From a biological perspective , it should be noted that all living beings have viruses that parasitize them . From a clinical perspective, it is pertinent to emphasize that thanks to virology, it has been possible to know many viruses responsible for diseases. For example, viruses such as HIV, herpes as well as various types of hepatitis have been discovered Similarly, vaccines have been developed and those that already exist have been improved. In addition, virology has allowed advances in molecular biology .

It should be noted that for some researchers the importance of virology is crucial in the study of problems related to molecular biology, which is why they consider it a science independent of microbiology.
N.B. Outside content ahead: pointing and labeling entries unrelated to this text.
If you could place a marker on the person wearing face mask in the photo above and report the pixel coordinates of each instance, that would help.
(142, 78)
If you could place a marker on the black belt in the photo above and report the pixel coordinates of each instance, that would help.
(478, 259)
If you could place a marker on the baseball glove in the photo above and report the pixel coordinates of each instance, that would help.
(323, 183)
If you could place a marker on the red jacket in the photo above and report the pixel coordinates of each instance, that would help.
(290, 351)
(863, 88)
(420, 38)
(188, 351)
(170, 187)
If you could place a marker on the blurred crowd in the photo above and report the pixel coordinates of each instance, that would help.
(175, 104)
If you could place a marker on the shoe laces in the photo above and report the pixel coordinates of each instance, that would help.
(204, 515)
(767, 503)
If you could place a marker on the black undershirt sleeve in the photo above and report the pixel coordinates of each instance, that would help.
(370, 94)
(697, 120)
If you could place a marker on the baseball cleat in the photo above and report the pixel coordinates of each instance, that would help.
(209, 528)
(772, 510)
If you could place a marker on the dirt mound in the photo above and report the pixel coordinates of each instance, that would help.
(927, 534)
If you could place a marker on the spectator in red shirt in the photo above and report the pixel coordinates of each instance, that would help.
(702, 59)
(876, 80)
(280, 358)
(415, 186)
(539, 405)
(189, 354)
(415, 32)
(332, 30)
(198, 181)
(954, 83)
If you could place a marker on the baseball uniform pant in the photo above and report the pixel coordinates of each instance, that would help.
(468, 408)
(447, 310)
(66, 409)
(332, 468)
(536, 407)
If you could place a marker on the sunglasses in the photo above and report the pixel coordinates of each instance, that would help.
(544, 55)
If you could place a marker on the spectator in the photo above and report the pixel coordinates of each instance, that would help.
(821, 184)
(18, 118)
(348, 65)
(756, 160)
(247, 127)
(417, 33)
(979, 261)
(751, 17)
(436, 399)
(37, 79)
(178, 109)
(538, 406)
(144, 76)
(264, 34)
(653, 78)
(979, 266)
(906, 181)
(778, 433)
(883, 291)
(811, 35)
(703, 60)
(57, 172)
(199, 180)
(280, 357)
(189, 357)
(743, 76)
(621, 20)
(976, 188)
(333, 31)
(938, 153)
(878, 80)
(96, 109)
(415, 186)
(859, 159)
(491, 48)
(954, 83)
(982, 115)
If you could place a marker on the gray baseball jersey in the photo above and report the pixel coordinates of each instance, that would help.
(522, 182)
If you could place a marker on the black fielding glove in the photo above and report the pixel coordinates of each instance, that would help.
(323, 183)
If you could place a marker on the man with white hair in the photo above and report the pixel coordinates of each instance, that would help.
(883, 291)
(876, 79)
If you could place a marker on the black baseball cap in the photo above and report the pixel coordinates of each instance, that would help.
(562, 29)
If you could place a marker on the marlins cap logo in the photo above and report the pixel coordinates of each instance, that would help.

Nowadays, virology has allowed important advances in the field of infectious diseases and molecular biology.

Human virology

Human virology focuses on the aspects related to viral infections in humans and the mechanisms and consequences that these imply in the host. Likewise, she is in charge of studying the diseases produced by viruses in human beings as well as the principles for their detection and diagnosis, the control and treatment strategies. On the other hand, human virology delves into the aspects related to molecular biology since it plays an important role in the discovery of new viruses.

Veterinary Virology

Veterinary virology studies the aspects related to viruses that cause diseases in animals . In this way, the pathogenic processes of each viral family are analyzed and related to their morphological, genomic or replication characteristics. This study covers domestic animals as well as wild animals.

In addition, veterinary virology focuses on the main viral diseases suffered by animal species both from a pathogenic perspective and from a socioeconomic perspective if it is, for example, animals such as livestock.